Even though private prison companies play a central role in the government’s immigration strategy, the financial dealings between the two are often opaque. In his piece for the Washington Post, reporter Chico Harlan sheds light on one of these secretive arrangements, detailing a $1 billion deal between the Obama Administration and Corrections Corporation of America, also known as CCA, the largest private prison company in the country.

Under the deal, CCA was responsible for building and maintaining a large immigrant detention facility for women and children in South Texas; in an unusual arrangement, CCA is guaranteed payment for being at capacity regardless of how full the facility actually is.

An unidentified Guatemalan woman is seen inside a federal detention facility for undocumented immigrant mothers and children in Artesia, N.M. (AP Photo/Juan Carlos Llorca)

A few highlights from our conversation:

Private prison companies are very involved in the immigrant detention industry.

Harlan: GEO and CCA are the two largest prison companies in the US. They're also hugely in the immigration detention game.

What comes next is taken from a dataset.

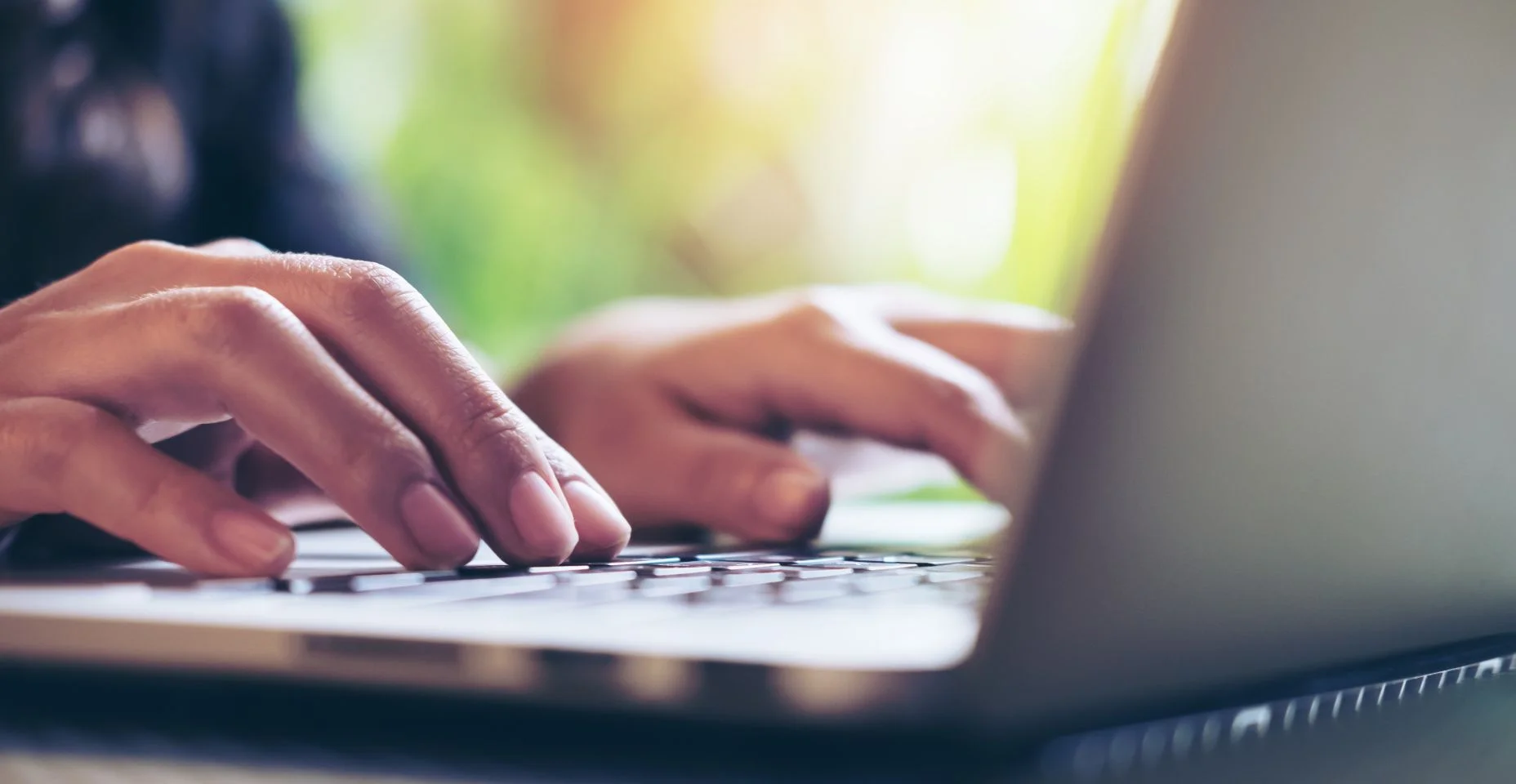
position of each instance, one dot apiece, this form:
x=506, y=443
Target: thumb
x=738, y=484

They do disclose information. I just think that people tend not to follow it too closely. There are only four analysts that even cover CCA. Despite that, they are playing this enormous role in holding people who both commit crimes and who enter the country illegally or without a visa. They're worth looking at.

Harlan uncovered the deal by closely reading quarterly financial reports and looking for irregularities.

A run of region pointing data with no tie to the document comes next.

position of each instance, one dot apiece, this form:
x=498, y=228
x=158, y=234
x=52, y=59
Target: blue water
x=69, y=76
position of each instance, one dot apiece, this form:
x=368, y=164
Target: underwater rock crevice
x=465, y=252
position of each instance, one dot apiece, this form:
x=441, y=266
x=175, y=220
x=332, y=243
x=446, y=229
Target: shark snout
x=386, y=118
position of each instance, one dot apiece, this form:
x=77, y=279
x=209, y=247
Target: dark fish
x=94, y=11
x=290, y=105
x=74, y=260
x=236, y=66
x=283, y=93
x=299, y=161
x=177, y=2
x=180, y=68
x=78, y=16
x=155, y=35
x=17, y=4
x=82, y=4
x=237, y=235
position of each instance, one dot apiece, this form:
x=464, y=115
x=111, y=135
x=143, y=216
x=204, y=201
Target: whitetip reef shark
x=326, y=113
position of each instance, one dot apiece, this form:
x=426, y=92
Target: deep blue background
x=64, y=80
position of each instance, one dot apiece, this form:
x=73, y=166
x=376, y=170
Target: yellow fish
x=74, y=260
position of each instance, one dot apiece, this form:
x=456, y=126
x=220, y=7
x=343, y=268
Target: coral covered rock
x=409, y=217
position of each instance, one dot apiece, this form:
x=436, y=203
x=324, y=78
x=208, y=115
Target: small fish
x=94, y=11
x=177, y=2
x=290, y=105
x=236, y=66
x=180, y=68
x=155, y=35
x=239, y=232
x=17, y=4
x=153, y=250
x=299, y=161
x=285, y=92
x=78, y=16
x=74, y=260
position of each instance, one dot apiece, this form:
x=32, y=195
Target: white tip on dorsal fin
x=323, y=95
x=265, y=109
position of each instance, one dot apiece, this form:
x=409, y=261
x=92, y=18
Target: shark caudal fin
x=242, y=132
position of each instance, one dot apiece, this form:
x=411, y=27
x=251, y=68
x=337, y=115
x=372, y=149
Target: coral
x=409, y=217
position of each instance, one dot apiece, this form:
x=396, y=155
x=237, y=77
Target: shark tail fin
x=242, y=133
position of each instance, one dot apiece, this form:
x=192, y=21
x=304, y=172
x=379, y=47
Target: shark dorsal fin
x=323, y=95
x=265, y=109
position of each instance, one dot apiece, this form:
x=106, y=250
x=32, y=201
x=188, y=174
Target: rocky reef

Harlan: The whole reason I found out that CCA was entitled to this guaranteed money--basically profit insurance as you might call it--was because they released something called supplemental financial information every quarter. You scroll down, and it has a little category where they show all of their facilities and then something called the compensated occupancy percentage, which basically just shows of all the amount of money we could have made per bed, here's how much we actually made. It's kind of like a proxy for how full the place was. You look at the south Texas place, and it said 100 percent. And that didn't make sense. I had just been there. I knew that it wasn't 100 percent full. I went back to the previous quarter and the previous quarter, it was 100 percent every month. This company doesn't give out much information on a per facility basis. That's one way that they really do guard against giving clues about how they are paid. And yet, they gave just one little clue that I was then able to take to other people who are involved in the deal and say, "I think I'm onto something here." And gradually that turned into confirmations.

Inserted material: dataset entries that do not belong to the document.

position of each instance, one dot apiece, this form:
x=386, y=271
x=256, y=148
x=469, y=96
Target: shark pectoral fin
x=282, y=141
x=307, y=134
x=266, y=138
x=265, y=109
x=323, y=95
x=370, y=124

Even when reporting on the financial aspects of the immigrant detention centers, it’s still critical do ‘shoe-leather’ reporting.

Harlan: I talked to three women in interviews that were coordinated by ICE. I had to give them their A-numbers, which is almost like akin to a prisoner number. I did not think that it was actually going to work. I showed up at this facility one morning with a translator. I was assuming that the interviews would be limited in time or would be minded by somebody from the government. Instead, they just opened the room for me, and one by one these women walked in, sometimes with their kids, and talked for hours and hours. Their stories were unbelievable. They'd been in their own home countries just a few weeks earlier and in one instance, it was a threat that was so urgent from a gang member in El Salvador that the woman was out of the country 24 hours later. Her whole life was overturned.

The public debate around immigration contrasts with what is actually happening on the ground.

Harlan: I think immigration is an irresistible subject, even though I'm somewhat new to it. As you look into it, I don't think there's anything in America that is more discussed, that brings out more opinion, but where the gulf between what's actually happening and what people believe is happening is different. Just the most glaring example is the fact that the number of undocumented people in this country is dropping and has been dropping for the last few years. This is after decades of increase. You would never think that based on the rhetoric.